Being able to administer CPR quickly is crucial during an emergency, especially in a cardiac case like Damar Hamlin’s. 

“CPR is important because of the fact that it could take your local fire department between five to ten minutes to arrive on scene, if not longer. Every minute that passes by, 10 percent of cells to your brain actually dies,” explained Unger.









The first step to beginning CPR is simple, but important nonetheless.

“First, you verify that they are unresponsive. You want to actually get up and ask ‘sir, sir, are you okay’, and if they don’t respond you want to check for a pulse. You don’t want to check for a pulse any longer than 10 seconds,” said Furlow.

If no pulse is felt, the paramedics say it is time to spring into action.

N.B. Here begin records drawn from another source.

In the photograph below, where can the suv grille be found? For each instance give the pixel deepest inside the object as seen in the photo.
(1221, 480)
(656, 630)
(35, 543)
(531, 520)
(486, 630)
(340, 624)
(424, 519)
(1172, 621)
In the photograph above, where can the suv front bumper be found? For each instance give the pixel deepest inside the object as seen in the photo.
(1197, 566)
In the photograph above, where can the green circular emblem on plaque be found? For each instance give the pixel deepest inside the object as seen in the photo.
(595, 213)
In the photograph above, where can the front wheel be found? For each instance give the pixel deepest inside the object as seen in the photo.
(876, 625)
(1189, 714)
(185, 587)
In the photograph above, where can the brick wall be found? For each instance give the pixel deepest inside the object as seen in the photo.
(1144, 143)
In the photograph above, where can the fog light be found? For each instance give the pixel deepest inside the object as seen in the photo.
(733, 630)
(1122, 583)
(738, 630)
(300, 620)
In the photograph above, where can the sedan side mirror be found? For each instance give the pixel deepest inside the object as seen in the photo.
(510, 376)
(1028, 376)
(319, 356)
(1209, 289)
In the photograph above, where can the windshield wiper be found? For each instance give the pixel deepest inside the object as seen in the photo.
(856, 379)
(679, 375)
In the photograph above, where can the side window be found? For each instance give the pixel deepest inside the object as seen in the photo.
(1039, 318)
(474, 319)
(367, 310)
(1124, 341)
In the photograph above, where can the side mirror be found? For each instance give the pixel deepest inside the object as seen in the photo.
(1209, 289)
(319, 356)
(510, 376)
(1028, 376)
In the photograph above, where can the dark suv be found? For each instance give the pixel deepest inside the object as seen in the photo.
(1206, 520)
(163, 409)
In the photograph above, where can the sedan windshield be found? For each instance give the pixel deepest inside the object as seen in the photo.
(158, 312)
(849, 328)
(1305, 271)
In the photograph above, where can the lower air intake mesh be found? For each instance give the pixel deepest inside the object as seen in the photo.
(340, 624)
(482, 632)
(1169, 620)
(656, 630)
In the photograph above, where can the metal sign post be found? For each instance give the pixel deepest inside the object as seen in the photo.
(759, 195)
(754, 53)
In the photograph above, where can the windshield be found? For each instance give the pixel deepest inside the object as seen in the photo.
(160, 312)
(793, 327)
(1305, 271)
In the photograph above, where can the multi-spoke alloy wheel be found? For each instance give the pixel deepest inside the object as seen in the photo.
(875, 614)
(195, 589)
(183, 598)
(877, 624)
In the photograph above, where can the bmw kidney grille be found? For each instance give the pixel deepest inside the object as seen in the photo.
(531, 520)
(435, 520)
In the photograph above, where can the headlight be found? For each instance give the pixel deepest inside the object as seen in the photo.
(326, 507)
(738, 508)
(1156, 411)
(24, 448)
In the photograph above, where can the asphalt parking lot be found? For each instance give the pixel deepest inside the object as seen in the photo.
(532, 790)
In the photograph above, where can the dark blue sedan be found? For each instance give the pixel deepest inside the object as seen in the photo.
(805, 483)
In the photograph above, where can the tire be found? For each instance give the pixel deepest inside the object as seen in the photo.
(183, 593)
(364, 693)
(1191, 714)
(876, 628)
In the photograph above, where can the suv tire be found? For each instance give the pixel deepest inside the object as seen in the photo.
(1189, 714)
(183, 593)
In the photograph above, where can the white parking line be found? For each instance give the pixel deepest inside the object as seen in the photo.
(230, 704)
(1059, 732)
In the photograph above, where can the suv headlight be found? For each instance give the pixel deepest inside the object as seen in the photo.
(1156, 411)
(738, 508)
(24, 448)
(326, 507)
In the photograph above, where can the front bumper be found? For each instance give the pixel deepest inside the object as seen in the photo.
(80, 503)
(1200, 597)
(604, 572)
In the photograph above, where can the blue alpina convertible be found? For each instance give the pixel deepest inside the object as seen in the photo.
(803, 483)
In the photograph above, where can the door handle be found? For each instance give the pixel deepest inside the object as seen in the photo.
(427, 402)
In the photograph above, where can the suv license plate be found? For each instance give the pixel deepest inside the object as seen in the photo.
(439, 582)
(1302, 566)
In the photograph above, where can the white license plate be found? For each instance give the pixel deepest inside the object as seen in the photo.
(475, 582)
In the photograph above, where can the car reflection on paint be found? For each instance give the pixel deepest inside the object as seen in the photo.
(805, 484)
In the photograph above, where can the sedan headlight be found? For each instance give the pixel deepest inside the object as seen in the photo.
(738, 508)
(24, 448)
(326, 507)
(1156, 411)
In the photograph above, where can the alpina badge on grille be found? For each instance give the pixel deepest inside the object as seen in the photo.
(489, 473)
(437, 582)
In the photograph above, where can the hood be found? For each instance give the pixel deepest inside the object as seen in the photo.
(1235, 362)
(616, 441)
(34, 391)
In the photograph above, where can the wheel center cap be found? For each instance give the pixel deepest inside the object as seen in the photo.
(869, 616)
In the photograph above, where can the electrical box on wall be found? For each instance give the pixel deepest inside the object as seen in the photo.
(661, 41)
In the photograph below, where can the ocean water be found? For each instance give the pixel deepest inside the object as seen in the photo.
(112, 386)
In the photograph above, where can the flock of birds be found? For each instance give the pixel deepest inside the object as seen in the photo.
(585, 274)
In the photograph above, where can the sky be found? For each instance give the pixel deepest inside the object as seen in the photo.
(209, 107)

“After you check for a pulse and there is no pulse, you want to first get them on a hard surface. Then you want to find your mid sternum and you want to put the heel of your hand and then take your other hand, you can either interlock your fingers or do hand by hand, and then basically you want to push,” Unger said.





















The two explain that the goal is 100 to 120 compressions per minute, and you can use songs to help you keep count.

“What that can be if you think about songs, a song that comes to mind just because I have children, is Baby Shark,” said Unger.